Em breve nota importa dizer que o que consta das conclusões relativamente aos fundamentos da revista excecional está definitivamente ultrapassado ou prejudicado, visto que a formação de juízes a que alude o nº 3 do art. 672º do CPCivil (o órgão competente para aferir da admissão excecional da revista) entendeu que não se registava uma situação de dupla conformidade decisória das instâncias e, como assim, que não havia fundamento para a revista excecional. Parece que este juízo da formação deve ainda ser tido como definitivo (rectius vinculativo) à luz do espírito da citada norma, pelo que, concordando ou não com ele, consideramos arrumada pela positiva a questão da admissibilidade (por inexistência de dupla conformidade decisória das instâncias) da presente revista normal.

Quanto ao mais:

a) Entende a Recorrente (se não expressamente, pelo menos implicitamente), e em primeira linha, que com a junção da certidão da habilitação de herdeiros do falecido Réu fez o que tinha a fazer em termos de impulso processual, e daqui que nada negligenciou em termos processuais.

Mas não pode subscrever-se um tal ponto de vista.

A habilitação de sucessores constitui um incidente da instância. Ora, como resulta claro do nº 1 do art. 293º do CPCivil (“No requerimento em que suscite o incidente…”), terá a parte que suscitar formalmente o incidente. Sem o fazer não existe o incidente.
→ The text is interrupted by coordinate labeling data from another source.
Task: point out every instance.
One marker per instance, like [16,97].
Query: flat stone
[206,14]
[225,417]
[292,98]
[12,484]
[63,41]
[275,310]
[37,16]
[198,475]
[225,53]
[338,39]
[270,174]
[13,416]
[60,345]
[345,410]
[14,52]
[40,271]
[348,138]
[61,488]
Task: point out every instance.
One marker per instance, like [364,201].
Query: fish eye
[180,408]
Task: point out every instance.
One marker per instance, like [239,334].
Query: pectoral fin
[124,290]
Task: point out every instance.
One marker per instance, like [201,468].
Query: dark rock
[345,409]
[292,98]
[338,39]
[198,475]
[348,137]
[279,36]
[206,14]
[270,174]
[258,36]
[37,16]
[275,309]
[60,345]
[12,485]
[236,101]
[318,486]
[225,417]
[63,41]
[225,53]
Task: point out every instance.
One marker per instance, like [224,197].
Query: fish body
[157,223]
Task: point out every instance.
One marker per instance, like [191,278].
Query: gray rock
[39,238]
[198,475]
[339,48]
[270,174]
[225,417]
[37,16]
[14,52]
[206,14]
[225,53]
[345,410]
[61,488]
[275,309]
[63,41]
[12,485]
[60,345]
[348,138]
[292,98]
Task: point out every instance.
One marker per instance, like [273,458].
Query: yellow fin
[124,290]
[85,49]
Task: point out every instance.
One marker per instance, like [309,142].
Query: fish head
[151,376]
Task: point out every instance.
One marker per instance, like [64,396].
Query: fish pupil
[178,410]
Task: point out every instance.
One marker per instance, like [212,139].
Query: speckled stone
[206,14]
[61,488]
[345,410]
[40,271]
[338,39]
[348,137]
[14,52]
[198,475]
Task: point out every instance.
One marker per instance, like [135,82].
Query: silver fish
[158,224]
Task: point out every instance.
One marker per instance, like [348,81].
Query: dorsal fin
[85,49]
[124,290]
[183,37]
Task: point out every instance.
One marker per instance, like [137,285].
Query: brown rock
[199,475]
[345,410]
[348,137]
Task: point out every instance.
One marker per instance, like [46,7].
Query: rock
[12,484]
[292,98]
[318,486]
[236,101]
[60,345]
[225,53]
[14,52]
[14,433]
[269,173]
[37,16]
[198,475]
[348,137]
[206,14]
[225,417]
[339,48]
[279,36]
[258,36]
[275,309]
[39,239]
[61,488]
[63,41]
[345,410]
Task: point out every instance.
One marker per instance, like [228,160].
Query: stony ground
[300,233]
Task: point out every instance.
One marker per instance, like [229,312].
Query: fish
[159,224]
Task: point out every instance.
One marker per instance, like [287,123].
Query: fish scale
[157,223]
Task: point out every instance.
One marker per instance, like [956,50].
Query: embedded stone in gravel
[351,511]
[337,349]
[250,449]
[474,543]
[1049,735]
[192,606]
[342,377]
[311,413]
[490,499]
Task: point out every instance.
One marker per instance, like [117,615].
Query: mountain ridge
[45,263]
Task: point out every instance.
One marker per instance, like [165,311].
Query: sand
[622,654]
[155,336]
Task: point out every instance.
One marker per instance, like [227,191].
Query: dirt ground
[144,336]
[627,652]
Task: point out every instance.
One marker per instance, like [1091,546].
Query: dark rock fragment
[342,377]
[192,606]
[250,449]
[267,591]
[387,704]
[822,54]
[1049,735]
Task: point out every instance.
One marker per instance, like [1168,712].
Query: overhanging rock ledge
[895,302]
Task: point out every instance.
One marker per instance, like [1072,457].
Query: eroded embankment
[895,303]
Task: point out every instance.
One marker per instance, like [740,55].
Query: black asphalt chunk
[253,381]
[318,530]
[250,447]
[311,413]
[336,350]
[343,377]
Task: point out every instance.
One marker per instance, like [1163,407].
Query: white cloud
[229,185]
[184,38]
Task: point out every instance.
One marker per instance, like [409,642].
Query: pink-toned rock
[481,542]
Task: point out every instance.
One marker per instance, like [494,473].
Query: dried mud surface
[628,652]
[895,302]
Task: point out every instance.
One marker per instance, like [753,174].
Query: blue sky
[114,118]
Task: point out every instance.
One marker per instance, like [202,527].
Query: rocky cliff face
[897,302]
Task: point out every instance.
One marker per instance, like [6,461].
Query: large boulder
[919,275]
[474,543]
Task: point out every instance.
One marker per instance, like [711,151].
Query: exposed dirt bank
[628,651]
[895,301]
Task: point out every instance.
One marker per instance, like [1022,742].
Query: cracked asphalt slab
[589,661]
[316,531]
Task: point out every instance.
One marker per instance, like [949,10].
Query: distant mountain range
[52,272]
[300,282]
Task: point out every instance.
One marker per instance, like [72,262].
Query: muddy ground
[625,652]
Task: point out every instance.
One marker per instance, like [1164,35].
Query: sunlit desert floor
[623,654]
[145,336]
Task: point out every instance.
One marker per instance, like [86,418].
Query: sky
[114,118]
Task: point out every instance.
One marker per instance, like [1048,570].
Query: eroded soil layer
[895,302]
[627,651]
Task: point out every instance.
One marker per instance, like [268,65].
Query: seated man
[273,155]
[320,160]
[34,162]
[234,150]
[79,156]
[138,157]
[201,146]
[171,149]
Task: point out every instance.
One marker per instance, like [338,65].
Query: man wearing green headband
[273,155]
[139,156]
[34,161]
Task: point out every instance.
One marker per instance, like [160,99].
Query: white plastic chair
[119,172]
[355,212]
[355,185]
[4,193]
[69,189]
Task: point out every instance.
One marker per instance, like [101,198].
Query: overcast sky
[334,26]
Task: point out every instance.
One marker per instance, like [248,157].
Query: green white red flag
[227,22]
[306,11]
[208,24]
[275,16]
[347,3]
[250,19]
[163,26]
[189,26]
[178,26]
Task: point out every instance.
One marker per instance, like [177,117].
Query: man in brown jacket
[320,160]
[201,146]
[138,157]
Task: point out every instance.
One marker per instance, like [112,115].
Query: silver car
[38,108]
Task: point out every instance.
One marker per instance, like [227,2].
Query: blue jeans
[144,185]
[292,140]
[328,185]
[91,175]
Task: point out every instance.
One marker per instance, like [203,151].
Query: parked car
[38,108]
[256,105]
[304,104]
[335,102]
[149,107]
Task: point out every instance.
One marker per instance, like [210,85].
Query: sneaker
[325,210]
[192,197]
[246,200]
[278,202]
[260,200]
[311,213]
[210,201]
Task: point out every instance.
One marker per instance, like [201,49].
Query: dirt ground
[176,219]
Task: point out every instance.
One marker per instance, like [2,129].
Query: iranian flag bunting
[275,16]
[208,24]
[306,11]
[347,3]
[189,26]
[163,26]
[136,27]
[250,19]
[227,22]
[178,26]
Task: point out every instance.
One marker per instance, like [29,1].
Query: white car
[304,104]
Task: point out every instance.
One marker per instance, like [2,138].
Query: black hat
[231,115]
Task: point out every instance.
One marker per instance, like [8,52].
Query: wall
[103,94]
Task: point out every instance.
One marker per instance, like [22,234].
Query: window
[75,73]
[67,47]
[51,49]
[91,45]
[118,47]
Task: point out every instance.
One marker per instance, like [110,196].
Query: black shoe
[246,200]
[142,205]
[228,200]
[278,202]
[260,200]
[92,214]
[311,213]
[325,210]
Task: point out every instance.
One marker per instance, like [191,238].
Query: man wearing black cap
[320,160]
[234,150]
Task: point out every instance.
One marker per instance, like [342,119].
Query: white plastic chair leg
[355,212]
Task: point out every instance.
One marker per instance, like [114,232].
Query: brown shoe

Acresce que do nº 1 do art. 351º (“A habilitação dos sucessores…pode ser promovida…”) e nº 1 do art. 353º (“…sendo requerida…nos próprios autos da causa…”), ambos do CPCivil, resulta que não há oficiosidade em matéria de habilitação dos sucessores. Quem na habilitação tiver interesse (v. art. 351º nº 1), a começar naturalmente pelo demandante, é que tem o ónus de a promover formalmente. E essa promoção passa por um requerimento onde se proceda à indicação de quem são os sucessores, seguindo-se depois a abertura do contraditório dos factos alegados, e havendo lugar inclusivamente ao pagamento prévio da devida taxa de justiça (sem prejuízo da sua dispensa em hipótese de apoio judiciário, como sucederia no caso vertente).

E como bem se aponta no acórdão recorrido, uma coisa é a simples junção de uma escritura notarial de habilitação de herdeiros, que se resume a um documento que pode acompanhar o requerimento tendente à abertura do incidente, outra coisa, muito diferente, é um requerimento tendente à dedução do incidente.

No caso, a Autora limitou-se a fazer juntar ao processo uma certidão de habilitação notarial dos herdeiros do Réu falecido, nada tendo promovido ou requerido em termos de incidente de habilitação de sucessores. Note-se, entretanto, que herdeiro e sucessor não se equivalem necessariamente, e que no processo judicial o que importa é habilitar os sucessores no direito e não propriamente fazer saber quem são os herdeiros.

Incumpriu assim a Autora o dever de promoção necessário à retoma do andamento normal do processo, cuja instância estava suspensa por falecimento do referido Réu CC, dever esse que, com as devidas adaptações, emerge também do nº 1 do art. 3º e do nº 1 do art. 5º, ambos do CPCivil.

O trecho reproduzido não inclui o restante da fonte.